Por eso, la solidaridad ciudadana debe ser mejor entendida, encauzarla para no ser cómplices ni actores pasivos frente a la delincuencia, pero no a traspasar límites de respeto a los derechos humanos de los demás (aun si son sospechosos o autores de delitos).
Para recuperar el clima de convivencia es indispensable exigir mejor respuesta policial en las calles y eficacia punitiva del sistema judicial. La desmoralización ante una justicia indolente, que no protege al ciudadano y le importa poco o nada la delincuencia diaria y constante, hace que se despierten estos ánimos de linchamiento propios de sociedades primitivas.
La eficacia de la autoridad, la cultura ciudadana y la conciencia de los derechos y los deberes cívicos son la única solución.

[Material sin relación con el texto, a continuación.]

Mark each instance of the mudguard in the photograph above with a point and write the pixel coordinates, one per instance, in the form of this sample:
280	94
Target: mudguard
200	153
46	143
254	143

Vacío de autoridad y de acción del gobierno y la policía es crítico
Por Luis Guillermo Pardo Cardona
Presidente Corporación C3 (Consultoría para el Conflicto Urbano)
Se trata de una mentalidad de autodefensa -no de grupos operando como tal- que es compleja y peligrosa, porque se sabe cómo comienza, pero nunca cómo termina.
Esa mentalidad se reactiva porque ha existido antes, pero también sobre la base de un desgobierno y de una incompetencia de las autoridades de gobierno y policía. Lo grave es que el Artículo 315 de la Constitución señala que el Alcalde es la primera autoridad municipal de policía y, en consecuencia, debe trazar la estrategia de acción, lo cual no se ve en Medellín, con las inevitables circunstancias de una delincuencia desbordada.
Esos vacíos, incompetencia y corrupción, también de las fuerzas policiales, traen la creación de grupos, aún civiles -no armados-. Sabemos de “No más robos de motos en Medellín”, “Motos robadas y encontradas”, “Cicarya” y otros, con fuerza en las comunas 10 y 14, por ejemplo. Sumando los supuestos integrantes de esos grupos hablamos de 20 mil personas.
Preocupa, además, la falta de monopolio de las armas por parte del Estado. Y es grave que se niegue que hay un pacto unilateral de no agresión (tregua) entre “la Oficina” y “los Urabeños”.
¿Entonces, si no lo hubiese? Esta es una mezcla que forma un coctel bastante explosivo que no sabemos adónde pueda llevar.